Step 4: Use Average SERP CTRs

Using your keyword research, you know the search volume behind each keyword. It shouldn’t be a surprise that the search volume isn’t the guaranteed number of clicks if you rank #1 for that keyword. Why? Search volume is the average number of people searching for the term. Not every person searching for a term is going to click on position one; they may click on position 10. That’s where click-through rate (CTR) by position in the SERP comes into play. Here’s the CTR I’ll be using for Positions 1 to 100.

No CTRs are the same, your sites may also be different from the one I shared. I encourage you to calculate your own CTR when possible using Google Search Console. To do so, look at your other pages and find the CTR by average position. Moz’s STAT also uses its own CTR to calculate Share of Voice; you can start your own forecast using theirs.

Step 5: Forecast Organic Traffic

It’s time to forecast organic traffic using what we’ve gathered in the previous steps. I like to combine both position change and average SERP CTRs.

Once you’ve got your models set up, we will calculate how many sessions we predict will take place by the monthly intervals we’ve chosen.

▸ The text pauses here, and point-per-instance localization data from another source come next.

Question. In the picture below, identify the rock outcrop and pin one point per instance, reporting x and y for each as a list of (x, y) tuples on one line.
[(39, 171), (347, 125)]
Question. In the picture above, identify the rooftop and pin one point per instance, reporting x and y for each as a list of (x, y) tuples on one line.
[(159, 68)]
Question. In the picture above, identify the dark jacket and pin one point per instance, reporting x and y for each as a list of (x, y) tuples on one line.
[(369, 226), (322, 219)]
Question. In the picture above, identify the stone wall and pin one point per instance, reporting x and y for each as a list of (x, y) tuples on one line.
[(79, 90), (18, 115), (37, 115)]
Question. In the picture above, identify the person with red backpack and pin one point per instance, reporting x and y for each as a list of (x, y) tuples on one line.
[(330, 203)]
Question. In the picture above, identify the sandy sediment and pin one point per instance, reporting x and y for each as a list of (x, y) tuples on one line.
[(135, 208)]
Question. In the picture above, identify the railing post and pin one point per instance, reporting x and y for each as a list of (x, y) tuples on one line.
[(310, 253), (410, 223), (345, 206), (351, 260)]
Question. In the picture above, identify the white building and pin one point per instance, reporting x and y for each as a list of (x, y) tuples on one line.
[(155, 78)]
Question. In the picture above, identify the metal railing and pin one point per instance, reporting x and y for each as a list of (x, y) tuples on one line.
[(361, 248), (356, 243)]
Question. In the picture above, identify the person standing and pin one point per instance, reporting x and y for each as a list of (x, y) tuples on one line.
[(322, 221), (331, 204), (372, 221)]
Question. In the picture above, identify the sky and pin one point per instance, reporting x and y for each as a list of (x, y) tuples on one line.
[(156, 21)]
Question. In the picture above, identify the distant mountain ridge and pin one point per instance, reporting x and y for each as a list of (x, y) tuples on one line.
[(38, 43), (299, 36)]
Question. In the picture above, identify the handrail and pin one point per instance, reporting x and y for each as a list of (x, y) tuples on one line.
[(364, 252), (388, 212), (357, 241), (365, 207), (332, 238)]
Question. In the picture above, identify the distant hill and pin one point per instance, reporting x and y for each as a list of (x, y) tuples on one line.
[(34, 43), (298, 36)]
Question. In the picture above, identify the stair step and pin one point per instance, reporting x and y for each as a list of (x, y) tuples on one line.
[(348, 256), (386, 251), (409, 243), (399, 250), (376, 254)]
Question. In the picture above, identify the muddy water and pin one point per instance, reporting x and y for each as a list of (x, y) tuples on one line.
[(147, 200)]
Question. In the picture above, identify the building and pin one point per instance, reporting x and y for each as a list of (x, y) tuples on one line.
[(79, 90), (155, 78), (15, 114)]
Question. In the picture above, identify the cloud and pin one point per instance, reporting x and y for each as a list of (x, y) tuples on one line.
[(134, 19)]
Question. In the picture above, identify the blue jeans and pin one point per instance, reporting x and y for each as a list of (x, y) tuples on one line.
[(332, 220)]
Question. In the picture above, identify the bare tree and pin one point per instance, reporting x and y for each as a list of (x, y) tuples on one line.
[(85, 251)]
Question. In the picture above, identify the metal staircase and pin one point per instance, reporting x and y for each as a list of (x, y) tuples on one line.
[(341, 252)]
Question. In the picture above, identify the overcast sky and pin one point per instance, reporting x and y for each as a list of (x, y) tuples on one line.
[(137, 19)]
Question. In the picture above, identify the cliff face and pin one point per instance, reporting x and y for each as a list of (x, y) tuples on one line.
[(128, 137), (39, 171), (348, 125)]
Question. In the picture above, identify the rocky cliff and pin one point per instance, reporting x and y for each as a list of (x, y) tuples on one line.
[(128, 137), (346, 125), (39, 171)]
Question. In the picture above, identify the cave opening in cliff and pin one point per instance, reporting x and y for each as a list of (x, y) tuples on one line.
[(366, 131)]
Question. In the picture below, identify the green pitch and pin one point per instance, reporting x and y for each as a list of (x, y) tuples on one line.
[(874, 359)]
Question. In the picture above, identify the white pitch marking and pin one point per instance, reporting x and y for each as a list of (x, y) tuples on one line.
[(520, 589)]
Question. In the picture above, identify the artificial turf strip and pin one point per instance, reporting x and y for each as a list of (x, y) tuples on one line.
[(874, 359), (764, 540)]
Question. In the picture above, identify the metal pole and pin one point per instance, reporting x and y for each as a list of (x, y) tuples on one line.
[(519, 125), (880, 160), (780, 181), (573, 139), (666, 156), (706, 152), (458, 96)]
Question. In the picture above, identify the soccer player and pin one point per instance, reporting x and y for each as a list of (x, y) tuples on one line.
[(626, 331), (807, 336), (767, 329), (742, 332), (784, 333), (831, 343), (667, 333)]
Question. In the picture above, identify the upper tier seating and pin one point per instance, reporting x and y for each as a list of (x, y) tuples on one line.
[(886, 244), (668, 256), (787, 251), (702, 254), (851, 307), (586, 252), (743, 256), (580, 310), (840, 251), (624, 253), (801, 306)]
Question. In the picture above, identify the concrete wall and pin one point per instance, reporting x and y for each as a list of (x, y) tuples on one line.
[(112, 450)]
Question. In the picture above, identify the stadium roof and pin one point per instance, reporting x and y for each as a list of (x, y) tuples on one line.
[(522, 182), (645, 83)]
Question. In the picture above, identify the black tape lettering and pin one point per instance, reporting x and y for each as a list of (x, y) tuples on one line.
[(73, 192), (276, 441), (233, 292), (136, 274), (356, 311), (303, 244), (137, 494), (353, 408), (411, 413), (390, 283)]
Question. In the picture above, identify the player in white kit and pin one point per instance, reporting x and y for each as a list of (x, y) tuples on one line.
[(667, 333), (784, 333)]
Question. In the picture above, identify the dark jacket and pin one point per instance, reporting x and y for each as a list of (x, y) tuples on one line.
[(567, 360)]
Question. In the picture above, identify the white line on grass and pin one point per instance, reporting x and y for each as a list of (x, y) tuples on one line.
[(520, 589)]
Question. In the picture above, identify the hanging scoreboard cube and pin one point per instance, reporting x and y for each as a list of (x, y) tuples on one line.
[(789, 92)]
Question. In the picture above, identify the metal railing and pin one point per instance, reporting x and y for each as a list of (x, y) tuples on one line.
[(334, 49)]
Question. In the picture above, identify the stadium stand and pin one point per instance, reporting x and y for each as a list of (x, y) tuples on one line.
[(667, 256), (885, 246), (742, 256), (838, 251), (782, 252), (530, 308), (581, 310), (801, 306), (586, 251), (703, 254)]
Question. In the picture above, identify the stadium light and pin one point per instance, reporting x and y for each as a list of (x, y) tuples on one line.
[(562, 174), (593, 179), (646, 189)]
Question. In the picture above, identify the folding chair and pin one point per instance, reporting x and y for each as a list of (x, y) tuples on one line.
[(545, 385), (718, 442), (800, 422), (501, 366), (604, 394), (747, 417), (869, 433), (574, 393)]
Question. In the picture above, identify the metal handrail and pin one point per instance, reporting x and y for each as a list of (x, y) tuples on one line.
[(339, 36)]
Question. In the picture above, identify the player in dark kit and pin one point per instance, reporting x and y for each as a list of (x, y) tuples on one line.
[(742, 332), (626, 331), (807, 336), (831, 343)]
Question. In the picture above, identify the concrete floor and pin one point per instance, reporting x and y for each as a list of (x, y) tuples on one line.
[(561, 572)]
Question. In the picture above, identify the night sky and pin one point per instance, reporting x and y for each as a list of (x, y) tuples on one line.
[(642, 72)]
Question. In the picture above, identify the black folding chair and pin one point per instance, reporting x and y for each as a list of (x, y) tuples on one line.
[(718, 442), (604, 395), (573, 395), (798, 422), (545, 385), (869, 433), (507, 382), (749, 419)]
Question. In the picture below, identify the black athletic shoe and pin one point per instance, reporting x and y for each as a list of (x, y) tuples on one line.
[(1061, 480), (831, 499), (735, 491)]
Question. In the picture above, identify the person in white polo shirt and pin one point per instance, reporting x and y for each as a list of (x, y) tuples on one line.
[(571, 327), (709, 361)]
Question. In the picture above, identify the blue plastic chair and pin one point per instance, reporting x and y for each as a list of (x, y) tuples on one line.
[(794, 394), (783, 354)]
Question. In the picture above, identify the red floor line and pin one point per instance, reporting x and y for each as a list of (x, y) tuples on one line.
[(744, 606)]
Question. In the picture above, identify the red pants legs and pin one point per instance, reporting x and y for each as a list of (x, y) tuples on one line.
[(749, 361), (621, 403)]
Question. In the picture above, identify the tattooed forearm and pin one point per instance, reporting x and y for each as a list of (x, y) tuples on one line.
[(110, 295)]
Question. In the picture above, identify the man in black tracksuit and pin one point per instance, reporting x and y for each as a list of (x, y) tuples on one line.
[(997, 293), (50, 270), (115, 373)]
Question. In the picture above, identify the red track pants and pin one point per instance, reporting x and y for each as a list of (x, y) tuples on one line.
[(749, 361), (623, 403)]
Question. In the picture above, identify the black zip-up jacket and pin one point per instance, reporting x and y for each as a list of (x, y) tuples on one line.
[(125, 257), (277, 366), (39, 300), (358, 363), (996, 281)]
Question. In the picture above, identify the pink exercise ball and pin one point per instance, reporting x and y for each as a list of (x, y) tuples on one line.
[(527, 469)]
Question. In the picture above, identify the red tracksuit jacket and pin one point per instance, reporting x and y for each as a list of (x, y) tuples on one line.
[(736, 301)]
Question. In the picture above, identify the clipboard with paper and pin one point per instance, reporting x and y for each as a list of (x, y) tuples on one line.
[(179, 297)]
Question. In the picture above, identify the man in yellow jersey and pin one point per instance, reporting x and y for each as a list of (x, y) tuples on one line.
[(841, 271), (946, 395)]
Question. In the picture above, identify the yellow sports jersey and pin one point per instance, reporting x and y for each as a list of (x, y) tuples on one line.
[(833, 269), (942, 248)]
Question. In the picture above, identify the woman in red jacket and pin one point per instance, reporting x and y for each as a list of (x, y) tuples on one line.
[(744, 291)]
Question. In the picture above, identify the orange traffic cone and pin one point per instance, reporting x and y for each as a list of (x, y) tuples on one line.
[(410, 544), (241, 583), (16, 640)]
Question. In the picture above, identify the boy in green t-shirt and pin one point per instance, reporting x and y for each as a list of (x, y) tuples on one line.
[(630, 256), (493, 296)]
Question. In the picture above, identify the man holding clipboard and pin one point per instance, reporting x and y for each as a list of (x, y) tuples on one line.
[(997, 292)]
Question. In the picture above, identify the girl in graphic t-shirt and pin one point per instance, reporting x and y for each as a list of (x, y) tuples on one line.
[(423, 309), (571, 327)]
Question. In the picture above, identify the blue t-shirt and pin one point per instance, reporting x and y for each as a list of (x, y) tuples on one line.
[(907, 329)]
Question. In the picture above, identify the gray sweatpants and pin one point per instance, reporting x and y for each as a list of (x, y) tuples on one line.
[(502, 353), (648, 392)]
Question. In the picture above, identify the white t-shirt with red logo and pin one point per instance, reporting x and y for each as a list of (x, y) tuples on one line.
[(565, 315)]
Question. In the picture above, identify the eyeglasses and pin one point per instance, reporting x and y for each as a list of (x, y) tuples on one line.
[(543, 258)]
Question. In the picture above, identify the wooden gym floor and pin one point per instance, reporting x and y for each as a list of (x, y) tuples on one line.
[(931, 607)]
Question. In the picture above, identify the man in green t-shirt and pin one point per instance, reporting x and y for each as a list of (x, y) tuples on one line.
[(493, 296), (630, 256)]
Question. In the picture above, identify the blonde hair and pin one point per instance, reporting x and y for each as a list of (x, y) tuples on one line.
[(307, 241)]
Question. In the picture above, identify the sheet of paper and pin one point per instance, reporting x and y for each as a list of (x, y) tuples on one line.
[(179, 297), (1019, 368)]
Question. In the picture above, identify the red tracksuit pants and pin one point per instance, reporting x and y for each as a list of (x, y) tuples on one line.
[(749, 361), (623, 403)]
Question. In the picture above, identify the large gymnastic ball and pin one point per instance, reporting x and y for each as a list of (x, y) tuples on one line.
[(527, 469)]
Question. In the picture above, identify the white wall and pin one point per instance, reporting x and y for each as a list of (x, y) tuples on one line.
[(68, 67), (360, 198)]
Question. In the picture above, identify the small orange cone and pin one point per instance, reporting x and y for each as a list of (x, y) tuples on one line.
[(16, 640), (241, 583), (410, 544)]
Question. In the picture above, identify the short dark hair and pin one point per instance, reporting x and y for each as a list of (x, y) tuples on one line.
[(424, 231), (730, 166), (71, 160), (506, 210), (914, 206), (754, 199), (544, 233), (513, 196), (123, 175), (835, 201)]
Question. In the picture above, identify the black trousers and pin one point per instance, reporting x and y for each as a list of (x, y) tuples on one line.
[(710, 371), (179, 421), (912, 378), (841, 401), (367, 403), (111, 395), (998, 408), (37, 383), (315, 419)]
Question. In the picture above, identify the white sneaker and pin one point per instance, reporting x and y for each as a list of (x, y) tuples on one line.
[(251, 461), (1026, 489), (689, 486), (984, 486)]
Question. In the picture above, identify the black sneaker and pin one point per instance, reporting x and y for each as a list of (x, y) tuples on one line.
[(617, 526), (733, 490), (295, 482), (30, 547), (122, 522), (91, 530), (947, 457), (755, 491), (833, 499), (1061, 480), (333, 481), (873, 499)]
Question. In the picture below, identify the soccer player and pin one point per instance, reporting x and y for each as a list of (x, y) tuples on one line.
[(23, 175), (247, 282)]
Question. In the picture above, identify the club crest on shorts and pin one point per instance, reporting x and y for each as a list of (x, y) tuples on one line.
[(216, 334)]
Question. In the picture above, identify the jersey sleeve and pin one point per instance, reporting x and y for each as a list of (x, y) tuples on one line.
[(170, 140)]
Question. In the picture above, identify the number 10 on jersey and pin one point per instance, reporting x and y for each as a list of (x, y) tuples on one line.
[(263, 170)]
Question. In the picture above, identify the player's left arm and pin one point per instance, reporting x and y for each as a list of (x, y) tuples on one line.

Formula: CTR x Search Volume = Predicted Sessions

Using our conservative model, we can predict that after we publish an article on “train your dog to roll over,” we will receive 269 clicks a month by the 30th month. When talking to leadership, I suggest sharing results in an annual format, so the data will be more impactful. For example, if we change our results to an annual format, it shows that the first article can bring in 3,228 organic clicks a year, which packs more of a punch and frames the results in a more digestible format for your leadership to understand.

Step 6: (Optional) Use Conversion Rates

This is an optional step that can help build your case for content development and get buy-in. If the site you’re working on has been tracking conversion rates, then you can find how many of your predicted sessions will convert.

If this imaginary dog website I’m working on has a conversion rate of 3.2%, let’s see how many conversions I could get with my “How to Train Your Dog to Roll Over” article.

Formula: Predicted Sessions x Conversion Rate = Predicted Conversions

Example: 269 x 3.2% = 8 conversions

Let’s say this dog site also sells 1:1 training courses with our trainer. The cheapest course is $120. So with eight conversions, this article will have a revenue of $960 a month or $11,210 a year.

Methods & Tools for Forecasting Organic Traffic

The method I showed you assumes a lot. For example, it doesn’t take into account fluctuations in search volume or keyword seasonality.

If you want to create a more advanced forecast, there are lots of other more complex methods you can use to forecast organic traffic. One of my favorites is Tom Capper’s forecasting model that uses your own site’s historical data.

Another method I’ve been learning more about this year is using Forecast Forge with Google Analytics. I’m not proficient enough to write about it yet, but I’ll update this article once I am.

The Tools I Use

  • Google Search Console (GSC) – I use GSC to find the average CTR by position for similar types of pages.
  • Google Analytics (GA) – I use GA to get average conversion rates for similar types of pages.
  • Ahrefs – This is my favorite tool for all things keywords. I use it for keyword research and gathering the data I need, like search volume.
  • Moz’s STAT – Once you get buy-in for your content development strategy, I recommend tracking your new keywords with this tool. STAT will help you report on your progress and see how your content ranks over time.


Getting content buy-in from leadership can be intimidating but will make all the difference. While you probably already know that your content development strategy will be good for the business, your stakeholders are probably less familiar with content strategy and don’t automatically understand the value of content development. So being able to forecast the organic traffic your business could gain by implementing your content strategy will solidify that value for your boss, leadership, or stakeholders.